Collective cell migration, whereby cells adhere to form multi-cellular clusters that move as a single entity, play an important role in numerous biological processes, such as during development and cancer progression. Recent experimental work focused on migration of one-dimensional cellular clusters, confined to move along adhesive lanes, as a simple geometry in which to systematically study this complex system. One-dimensional migration also arises in the body when cells migrate along blood vessels, axonal projections, and narrow cavities between tissues.

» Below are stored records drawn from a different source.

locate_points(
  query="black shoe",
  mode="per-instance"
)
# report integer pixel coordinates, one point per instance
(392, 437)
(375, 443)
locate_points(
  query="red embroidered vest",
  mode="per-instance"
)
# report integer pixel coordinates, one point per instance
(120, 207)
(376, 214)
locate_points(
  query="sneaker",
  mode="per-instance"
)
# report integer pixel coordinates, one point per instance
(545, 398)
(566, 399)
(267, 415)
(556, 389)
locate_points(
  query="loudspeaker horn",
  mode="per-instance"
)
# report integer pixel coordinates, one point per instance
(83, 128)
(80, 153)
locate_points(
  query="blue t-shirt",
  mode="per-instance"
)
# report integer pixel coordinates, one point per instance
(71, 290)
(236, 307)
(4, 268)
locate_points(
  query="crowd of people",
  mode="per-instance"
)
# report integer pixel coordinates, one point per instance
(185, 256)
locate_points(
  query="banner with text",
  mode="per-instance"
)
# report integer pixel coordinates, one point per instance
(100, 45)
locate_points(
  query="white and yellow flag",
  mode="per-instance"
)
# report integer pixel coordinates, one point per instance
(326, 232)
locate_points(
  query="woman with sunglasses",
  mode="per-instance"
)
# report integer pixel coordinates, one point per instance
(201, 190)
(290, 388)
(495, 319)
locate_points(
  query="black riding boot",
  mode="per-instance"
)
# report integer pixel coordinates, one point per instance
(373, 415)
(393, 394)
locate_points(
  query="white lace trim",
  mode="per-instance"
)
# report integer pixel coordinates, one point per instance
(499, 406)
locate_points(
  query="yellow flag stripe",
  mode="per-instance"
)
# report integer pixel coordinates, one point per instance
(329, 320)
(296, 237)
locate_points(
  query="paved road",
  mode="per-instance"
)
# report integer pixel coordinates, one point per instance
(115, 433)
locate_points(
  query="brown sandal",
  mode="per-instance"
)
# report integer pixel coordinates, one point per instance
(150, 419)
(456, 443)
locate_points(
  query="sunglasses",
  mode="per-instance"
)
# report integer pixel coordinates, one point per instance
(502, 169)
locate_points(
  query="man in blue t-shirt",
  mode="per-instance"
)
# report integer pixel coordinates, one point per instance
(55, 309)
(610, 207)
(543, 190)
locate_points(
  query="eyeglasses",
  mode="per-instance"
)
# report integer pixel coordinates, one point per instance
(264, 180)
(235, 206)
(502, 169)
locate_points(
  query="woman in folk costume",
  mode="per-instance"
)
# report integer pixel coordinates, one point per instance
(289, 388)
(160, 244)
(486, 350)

We explore here the modes of one-dimensional migration of cellular clusters ("trains") by implementing cell-cell interactions in a model of cell migration that contains a mech-anism for spontaneous cell polarization. We go beyond simple phenomenological models of the cells as self-propelled particles by having the internal polarization of each cell depend on its interactions with the neighboring cells that directly affect the actin polymerization activity at the cell's leading edges. Both contact inhibition of locomotion and cryptic lamellipodia interactions be-tween neighboring cells are introduced. We find that this model predicts multiple motility modes of the cell trains, which can have several different speeds for the same polarization pattern. Compared to experimental data, we find that Madin-Darby canine kidney cells are poised along the transition region where contact inhibition of locomotion and cryptic lamellipodia roughly balance each other, where collective migration speed is most sensitive to the values of the cell-cell interaction strength.